- Title: Advanced Inference and Representation Learning Methods in Variational Autoencoders.
- Author: Ignacio Peis Aznarte
- Abstract:
Deep Generative Models have gained significant popularity in the Machine Learning research community since the early 2010s. These models allow to generate realistic data by leveraging the power of Deep Neural Networks. The field experienced a signficant breakthrough when Variational Autoencoders (VAEs) were introduced. VAEs revolutionized Deep Generative Modeling by providing a scalable and flexible framework that enables the generation of complex data distributions and the learning of potentially interpretable latent representations. They have proven to be a powerful tool in numerous applications, from image, sound and video generation to natural language processing or drug discovery, among others. At their core, VAEs encode natural information into a reduced latent space and decode the learned latent space into new synthetic data. Advanced versions of VAEs have been developed to handle challenges such as handling heterogeneous incomplete data, encoding into hierarchical latent spaces for representing abstract and richer concepts, or modeling sequential data, among others. These advances have expanded the capabilities of VAEs and made them a valuable tool in a wide range of fields.
Despite the significant progress made in VAE research, there is still ample room for improvement in their current state-of-the-art. One of the major challenges is improving their approximate inference. VAEs typically assume Gaussian approximations of the posterior distribution of the latent variables in order to make the training objective tractable. The parameters of this approximation are provided by encoder networks. However, this approximation leads to a lower bounded objective, which can degrade the performance of any task that requires samples from the approximate posterior, due to the implicit bias. The second major challenge addressed in this thesis is related to achieving meaningful latent representations, or more broadly, how the latent space disentangles generative factors of variation. Ideally, the latent space would modulate meaningful properties separately within each dimension. However, Maximum Likelihood optimizations require the marginalization of latent variables, leading to non-unique solutions that may or may not achieve this desired disentanglement. Additionally, properties learned at the observation level in VAEs assume that every observation is generated independently, which may not be the case in some scenarios. To address these limitations, more robust VAEs have been developed to learn disentangled properties at the supervised group (also referred to as global) level. These models are capable of generating groups of data with shared properties.

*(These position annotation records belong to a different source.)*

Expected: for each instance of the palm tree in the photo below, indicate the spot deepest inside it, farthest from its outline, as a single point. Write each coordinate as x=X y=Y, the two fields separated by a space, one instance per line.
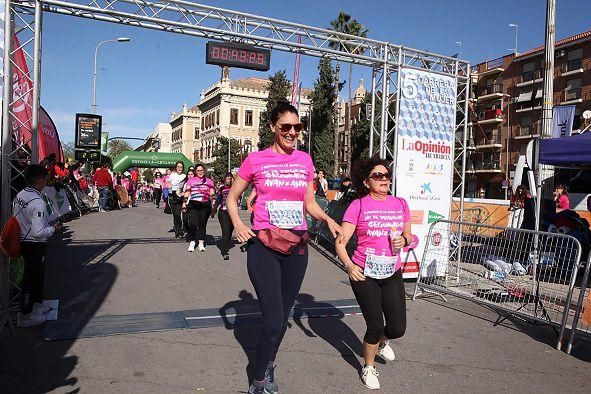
x=345 y=24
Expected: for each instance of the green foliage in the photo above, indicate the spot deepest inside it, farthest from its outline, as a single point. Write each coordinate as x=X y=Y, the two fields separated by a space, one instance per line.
x=116 y=147
x=322 y=118
x=220 y=165
x=148 y=175
x=279 y=88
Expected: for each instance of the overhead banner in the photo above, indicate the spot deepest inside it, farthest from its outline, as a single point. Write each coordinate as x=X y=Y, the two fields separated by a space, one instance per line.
x=424 y=160
x=562 y=120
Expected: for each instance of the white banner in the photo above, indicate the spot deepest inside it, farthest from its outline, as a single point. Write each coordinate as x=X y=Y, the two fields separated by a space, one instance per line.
x=562 y=120
x=424 y=159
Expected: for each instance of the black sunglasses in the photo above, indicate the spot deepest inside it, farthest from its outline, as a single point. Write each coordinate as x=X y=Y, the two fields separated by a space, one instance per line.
x=287 y=127
x=380 y=176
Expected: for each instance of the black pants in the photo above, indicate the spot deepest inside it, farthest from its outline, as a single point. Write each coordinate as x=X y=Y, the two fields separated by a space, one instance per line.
x=157 y=196
x=175 y=206
x=277 y=280
x=198 y=215
x=227 y=228
x=379 y=299
x=33 y=254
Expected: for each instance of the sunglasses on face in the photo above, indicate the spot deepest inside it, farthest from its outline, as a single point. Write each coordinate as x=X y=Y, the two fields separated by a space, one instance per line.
x=285 y=127
x=380 y=176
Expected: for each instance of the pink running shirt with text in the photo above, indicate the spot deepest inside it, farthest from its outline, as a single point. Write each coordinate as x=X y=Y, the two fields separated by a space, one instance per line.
x=277 y=177
x=373 y=225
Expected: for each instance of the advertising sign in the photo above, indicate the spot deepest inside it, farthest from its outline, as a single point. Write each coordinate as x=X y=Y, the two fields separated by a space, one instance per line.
x=424 y=159
x=88 y=131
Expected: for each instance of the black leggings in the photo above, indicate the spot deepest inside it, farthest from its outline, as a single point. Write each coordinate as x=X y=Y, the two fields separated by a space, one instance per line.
x=227 y=228
x=276 y=279
x=197 y=224
x=379 y=298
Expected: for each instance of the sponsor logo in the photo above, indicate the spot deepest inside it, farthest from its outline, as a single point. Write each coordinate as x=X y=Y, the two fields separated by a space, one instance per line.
x=436 y=239
x=433 y=217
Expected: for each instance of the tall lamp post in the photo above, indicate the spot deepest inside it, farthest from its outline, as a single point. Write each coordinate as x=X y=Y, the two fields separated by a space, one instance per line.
x=120 y=39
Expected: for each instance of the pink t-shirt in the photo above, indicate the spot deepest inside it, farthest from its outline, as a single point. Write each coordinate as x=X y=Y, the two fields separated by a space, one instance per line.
x=277 y=177
x=373 y=225
x=563 y=202
x=199 y=189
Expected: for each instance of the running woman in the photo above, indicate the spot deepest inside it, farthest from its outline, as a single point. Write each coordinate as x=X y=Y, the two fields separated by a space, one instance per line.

The work presented in this doctoral thesis focuses on the development of novel methods for improving the state-of-the-art in VAEs. Specifically, three fundamental challenges are addressed: achieving meaningful global latent representations, obtaining highly-flexible priors for learning more expressive models, and improving current approximate inference methods. As a first main contribution, an innovative technique named UG-VAE from Unsupervised-Global VAE, aims to enhance the ability of VAEs in capturing factors of variations at data (local) and group (global) level. By carefully desigining the encoder and the decoder, and throughout conductive experiments, it is demonstrated that UG-VAE is effective in capturing unsupervised global factors from images. Second, a non-trivial combination of highly-expressive Hierarchical VAEs with robust Markov Chain Monte Carlo inference (specifically Hamiltonian Monte Carlo), for which important issues are successfully resolved, is presented. The resulting model, referred to as the Hierarchical Hamiltonian VAE model for Mixed-type incomplete data (HH-VAEM), addresses the challenges associated with imputing and acquiring heterogeneous missing data. Throughout extensive experiments, it is demonstrated that HH-VAEM outperforms existing one-layered and Gaussian baselines in the tasks of missing data imputation and supervised learning with missing features, thanks to its improved inference and expressivity. Furthermore, another relevant contribution is presented, namely a sampling-based approach for efficiently computing the information gain when missing features are to be acquired with HH-VAEM. This approach leverages the advantages of HH-VAEM and is demonstrated to be effective in the same tasks.